BLOOMINGTON, Ill. (WMBD) — Dogs are man’s best friend and humans love their animals, so how do we keep them safe during a fire?
Bloomington Fire Department‘s public information officer Frank Friend said the fire department and the Miller Park Zoo officials worked well together to put out the fire that struck the zoo Monday night.
He said the firefighters relied on the zookeepers and workers’ expertise in order to keep the animals as safe as possible during the fire.
“We’ve developed an excellent relationship with the zoo,” Friend said. “We really rely on their expertise and they’re top-notch at what they do, we’re pretty good at what we do.”
Friend said as the two groups worked together, he realized it was a unique situation as the fire crews looked to the zoo for guidance on how to keep the animals safe.
“Us putting water on the fire, ventilating the building, it allows them to operate safely within the confines of the building to get those animals into safety,” said Friend. “So we provide the safety aspect of it in the environment and we rely on them and their expertise to show us how best to help them rescue the animals. So it is kind of unique in that regard, because typically the fire department doesn’t look to other agencies to rescue people, we’re in the rescue business.”
He also said that the fire department has special plans set in place when it comes to places such as the zoo. The zoo had construction happening over the summer so they had to switch the plans to work with where they could get into. He said it is important to come up with the plans before they happen and it is all about providing the zoo workers with a safe environment and getting the animals in a better, safer place.
When it comes to animal safety, the fire department has special equipment that helps with animals who suffer from smoke inhalation.
“Something that people might not know is the fire department carries some unique equipment to provide oxygen for animals that had sustained smoke inhalation,” said Friend. “We also work with local law enforcement and K9 officers in case those K9 officers, the dogs, happened to be injured in the line of duty. We do actually have quite a bit of training there when it comes to pet survival and pet handling in the case of injury or illness.”

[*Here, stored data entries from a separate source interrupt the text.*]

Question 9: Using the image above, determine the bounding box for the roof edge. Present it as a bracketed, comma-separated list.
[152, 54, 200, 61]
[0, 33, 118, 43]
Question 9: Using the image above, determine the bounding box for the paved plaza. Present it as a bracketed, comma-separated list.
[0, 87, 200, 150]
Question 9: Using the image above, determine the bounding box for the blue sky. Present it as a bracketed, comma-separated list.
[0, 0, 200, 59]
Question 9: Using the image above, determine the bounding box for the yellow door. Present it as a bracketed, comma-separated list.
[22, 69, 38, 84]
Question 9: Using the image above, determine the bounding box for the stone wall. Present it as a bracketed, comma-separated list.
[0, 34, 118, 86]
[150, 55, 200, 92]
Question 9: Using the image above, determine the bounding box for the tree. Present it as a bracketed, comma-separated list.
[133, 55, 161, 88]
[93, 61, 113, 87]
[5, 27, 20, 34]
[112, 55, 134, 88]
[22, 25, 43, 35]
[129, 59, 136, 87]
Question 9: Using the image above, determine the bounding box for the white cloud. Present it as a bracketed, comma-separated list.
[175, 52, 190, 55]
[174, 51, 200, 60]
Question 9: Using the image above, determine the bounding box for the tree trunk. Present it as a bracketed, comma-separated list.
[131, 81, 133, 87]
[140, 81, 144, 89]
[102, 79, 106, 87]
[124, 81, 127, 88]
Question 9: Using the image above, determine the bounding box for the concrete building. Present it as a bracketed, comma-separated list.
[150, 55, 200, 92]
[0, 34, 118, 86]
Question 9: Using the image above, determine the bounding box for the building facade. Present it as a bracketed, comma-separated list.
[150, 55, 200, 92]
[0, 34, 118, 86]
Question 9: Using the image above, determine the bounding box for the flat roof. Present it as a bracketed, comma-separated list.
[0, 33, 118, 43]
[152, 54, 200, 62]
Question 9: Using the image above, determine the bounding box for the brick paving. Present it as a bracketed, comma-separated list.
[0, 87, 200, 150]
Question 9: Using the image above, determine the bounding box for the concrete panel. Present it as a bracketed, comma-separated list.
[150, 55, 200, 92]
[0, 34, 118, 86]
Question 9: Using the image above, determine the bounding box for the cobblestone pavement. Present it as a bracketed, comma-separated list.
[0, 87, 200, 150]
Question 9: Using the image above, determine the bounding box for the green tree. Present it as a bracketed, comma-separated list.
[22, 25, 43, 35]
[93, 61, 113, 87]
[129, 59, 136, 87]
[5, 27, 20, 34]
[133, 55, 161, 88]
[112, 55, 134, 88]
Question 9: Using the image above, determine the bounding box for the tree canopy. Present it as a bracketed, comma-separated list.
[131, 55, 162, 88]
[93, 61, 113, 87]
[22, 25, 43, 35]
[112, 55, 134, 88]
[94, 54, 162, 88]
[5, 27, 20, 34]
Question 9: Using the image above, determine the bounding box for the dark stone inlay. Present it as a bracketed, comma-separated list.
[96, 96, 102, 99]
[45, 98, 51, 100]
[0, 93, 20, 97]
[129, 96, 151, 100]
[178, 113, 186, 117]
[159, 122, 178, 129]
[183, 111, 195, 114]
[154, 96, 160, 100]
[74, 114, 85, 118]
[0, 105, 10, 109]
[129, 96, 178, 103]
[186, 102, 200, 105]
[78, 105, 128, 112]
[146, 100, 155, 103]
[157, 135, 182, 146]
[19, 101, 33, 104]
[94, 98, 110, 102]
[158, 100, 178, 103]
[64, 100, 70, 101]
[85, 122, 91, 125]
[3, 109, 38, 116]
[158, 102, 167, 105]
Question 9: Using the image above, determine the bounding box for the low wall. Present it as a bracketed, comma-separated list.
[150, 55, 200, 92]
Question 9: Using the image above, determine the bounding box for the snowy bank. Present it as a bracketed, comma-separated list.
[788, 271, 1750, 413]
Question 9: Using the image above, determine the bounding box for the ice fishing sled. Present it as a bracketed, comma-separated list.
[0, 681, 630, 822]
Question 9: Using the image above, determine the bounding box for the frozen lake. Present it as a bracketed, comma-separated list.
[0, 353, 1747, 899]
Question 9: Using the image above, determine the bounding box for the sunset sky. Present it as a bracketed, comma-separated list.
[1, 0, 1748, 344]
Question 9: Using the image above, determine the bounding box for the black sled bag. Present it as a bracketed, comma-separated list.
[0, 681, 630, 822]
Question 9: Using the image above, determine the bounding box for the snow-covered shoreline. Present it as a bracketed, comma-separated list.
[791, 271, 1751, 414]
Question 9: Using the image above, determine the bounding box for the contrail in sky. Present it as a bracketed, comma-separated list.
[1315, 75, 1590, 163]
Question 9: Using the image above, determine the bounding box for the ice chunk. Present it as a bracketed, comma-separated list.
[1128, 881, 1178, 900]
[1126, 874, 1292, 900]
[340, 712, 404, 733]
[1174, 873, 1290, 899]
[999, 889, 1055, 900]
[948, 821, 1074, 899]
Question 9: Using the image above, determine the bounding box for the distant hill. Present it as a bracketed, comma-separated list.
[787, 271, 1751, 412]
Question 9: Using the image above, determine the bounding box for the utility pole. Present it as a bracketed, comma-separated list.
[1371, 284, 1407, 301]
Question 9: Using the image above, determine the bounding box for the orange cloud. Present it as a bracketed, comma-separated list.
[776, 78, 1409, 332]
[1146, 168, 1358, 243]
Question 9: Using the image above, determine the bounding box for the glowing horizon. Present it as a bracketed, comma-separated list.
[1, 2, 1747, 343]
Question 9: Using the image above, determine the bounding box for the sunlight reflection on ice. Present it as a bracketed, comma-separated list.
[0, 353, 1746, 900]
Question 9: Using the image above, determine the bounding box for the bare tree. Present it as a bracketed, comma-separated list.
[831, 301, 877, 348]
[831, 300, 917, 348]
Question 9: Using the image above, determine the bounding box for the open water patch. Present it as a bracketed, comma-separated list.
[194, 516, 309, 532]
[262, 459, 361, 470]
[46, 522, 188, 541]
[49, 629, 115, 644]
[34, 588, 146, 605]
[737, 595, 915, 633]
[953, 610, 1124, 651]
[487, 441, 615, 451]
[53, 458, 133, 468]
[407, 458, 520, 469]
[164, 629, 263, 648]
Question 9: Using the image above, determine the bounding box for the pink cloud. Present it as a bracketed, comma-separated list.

Friend said there are several ways that people can keep their animals safe. He said to keep leashes and collars close to the door. He also advised that if you crate your animal, make sure the crates are in an area where you can easily get your pet and get them out or you can take the whole crate and get them out.
He said although people first think to get their pets out, it is better for their safety to get out of the building and the fire department will get to the pets, especially if they get scared and hide.
“Often times we’ll see that cats will hide within the building,” said Friend. “We don’t want you to go look for your cat, we want you to get out of the building and we will find your cat. Cats are extremely tough, I’ve seen cats survive building fires that were phenomenal, I couldn’t believe it. Not only did they survive, but they thrived afterward. Dogs as well, but dogs tend to run when the smoke alarm goes off. Whatever you do, don’t waste time staying in the building, we want you to get out of the building and we’ll get your pets.”
Firefighters worry about three things when they get to a fire: people, pets, and property.
“We understand the importance pets play in people’s lives,” said Friend. “The important thing to remember is that when we apply water to the fire, we put ourselves between the victims and the fire. Applying that water, the chances of survival increase greatly. That’s the main thing that we do in order to save anybody’s life, whether it be a person or a pet.”
The moral is to make sure that the people are safe when it comes to fires. If you can grab your pet quickly and get out, do that, but if your pet runs away or gets scared and hides, get out and the fire department will work to get your pets out and take care of them so they are safe and healthy for a long time to come.